2 CTI filed with the Board a
motion to strike Whitaker's Rebuttal Brief, arguing that the brief "impermissibly injects
arguments regarding the purported merits of [Whitaker's] underlying claim." Motion at
2. Whitaker opposed that motion, and CTI filed a rebuttal. It is unnecessary for us to rely on
Whitaker's Supplemental Statement of Facts, Rebuttal Brief at 2-3, or on the attachment to
Whitaker's Rebuttal Brief in reaching our decision, and we have not done so.
3 Although CTI is a named
respondent in this case, neither the Prehearing Order nor any other document was served on CTI
while this matter was pending before the ALJ. On March 4, 1998, after a briefing schedule had
been issued by the Board on review, CTI filed a motion for extension of time in which to file its
reply brief. CTI asserted that it had not been served with notice of Whitaker's request for a
hearing or with any documents while the case was pending before the ALJ, including the R. O.

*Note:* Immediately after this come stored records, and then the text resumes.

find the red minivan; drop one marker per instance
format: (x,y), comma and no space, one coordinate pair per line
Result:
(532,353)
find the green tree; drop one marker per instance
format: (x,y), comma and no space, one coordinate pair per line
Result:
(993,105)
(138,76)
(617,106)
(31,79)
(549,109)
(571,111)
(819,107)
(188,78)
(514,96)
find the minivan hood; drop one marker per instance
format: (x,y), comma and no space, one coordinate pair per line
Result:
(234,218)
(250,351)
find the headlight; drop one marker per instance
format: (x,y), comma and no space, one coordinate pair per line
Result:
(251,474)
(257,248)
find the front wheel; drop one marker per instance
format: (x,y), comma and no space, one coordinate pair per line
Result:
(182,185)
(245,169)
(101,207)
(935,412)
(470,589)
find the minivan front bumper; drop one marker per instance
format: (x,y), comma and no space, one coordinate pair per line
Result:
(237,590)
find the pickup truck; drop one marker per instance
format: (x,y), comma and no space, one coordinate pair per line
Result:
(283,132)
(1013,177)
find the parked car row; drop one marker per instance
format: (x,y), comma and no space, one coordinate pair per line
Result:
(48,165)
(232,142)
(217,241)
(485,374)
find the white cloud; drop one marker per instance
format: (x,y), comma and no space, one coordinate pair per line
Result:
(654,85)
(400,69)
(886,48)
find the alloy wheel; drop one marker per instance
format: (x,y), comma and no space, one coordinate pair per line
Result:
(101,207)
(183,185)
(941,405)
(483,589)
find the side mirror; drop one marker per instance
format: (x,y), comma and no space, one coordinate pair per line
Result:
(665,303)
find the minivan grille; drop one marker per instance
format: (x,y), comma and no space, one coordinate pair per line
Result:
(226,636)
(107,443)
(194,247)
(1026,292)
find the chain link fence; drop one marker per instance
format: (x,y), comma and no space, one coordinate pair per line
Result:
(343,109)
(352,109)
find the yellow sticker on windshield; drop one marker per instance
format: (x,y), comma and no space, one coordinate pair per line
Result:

D. The Board granted CTI's request, and CTI subsequently submitted its brief. In light of our
disposition of this matter we need not decide whether CTI was harmed by the failure of the
parties and the ALJ to see that CTI was served properly.
4 Our authority to review
summary judgment recommendations de novo comes not only from the Administrative
Procedure Act, but also from the nature of summary judgment itself, which goes only to the
questions (1) whether the correct legal standard has been applied, and (2) whether the factual
allegations are sufficiently specific and uncontroverted, i.e. that no material issues of
fact are disputed. Because the analysis on summary judgment is only about whether triable
claims have been presented, the special functions and contributions of the presiding judge are
not brought into play.
5 Whitaker had worked for ASIS
since 1991 in various positions. It is not clear from the record when he became the General
Manager at the Alyeska Marine Terminal, but Alyeska asserts in its Opposition Brief filed with
the Board that Whitaker served in that position beginning in July 1996. Brief at 3. Whitaker
was holding that position when the facts relevant to this case occurred.

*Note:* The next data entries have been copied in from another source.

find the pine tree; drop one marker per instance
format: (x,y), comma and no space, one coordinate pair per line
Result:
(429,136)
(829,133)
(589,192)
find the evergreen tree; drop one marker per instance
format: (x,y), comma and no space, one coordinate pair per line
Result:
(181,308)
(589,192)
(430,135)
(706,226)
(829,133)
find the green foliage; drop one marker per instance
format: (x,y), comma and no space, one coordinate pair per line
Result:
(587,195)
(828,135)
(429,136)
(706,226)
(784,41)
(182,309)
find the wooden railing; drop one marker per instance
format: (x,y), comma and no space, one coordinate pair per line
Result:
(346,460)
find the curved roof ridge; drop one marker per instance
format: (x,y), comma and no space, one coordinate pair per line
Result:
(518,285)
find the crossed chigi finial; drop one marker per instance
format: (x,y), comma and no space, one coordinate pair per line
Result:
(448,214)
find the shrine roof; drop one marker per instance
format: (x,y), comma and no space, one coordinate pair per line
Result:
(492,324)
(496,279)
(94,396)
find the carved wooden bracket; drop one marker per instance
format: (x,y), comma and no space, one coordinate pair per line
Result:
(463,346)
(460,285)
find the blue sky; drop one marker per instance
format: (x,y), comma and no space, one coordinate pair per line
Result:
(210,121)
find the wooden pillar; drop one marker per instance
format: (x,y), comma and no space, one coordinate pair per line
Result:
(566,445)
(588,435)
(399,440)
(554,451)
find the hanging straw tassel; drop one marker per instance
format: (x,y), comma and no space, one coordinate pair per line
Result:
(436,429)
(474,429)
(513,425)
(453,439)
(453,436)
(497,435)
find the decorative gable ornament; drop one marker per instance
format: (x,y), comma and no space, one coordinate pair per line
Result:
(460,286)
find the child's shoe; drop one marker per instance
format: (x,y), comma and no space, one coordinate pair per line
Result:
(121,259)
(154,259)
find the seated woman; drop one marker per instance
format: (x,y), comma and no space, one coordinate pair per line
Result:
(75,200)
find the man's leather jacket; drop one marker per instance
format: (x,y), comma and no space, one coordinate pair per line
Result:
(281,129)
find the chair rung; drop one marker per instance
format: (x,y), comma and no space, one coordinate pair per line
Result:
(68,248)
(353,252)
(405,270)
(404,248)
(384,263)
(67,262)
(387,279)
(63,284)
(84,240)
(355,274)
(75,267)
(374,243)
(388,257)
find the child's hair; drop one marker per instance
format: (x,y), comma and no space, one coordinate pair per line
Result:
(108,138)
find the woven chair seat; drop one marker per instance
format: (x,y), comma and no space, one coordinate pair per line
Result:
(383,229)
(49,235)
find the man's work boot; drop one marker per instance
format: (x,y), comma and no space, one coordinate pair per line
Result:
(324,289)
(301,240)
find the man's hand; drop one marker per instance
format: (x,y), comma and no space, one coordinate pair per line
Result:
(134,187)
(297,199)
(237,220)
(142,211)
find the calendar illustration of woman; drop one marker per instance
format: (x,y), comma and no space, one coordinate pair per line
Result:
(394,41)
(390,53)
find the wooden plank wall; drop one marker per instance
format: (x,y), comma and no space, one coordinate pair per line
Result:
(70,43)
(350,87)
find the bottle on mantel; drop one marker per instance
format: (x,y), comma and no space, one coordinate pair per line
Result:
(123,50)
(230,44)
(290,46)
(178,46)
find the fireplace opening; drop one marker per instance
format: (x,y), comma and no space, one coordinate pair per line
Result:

6 The ALJ originally ordered the
parties to file memoranda on timeliness within 15 days of his June 24, 1997 order. Alyeska filed
its memorandum on July 17,1997, along with a motion for leave to file late. On August 18,
1997, Whitaker filed a motion to file his memorandum late together with his memorandum,
stating that Alyeska's counsel did not oppose the late filing.
7 In McGough, the
Secretary remanded for a hearing on timeliness because it was not clear from the record when
facts sufficient to put a reasonable person on notice became apparent.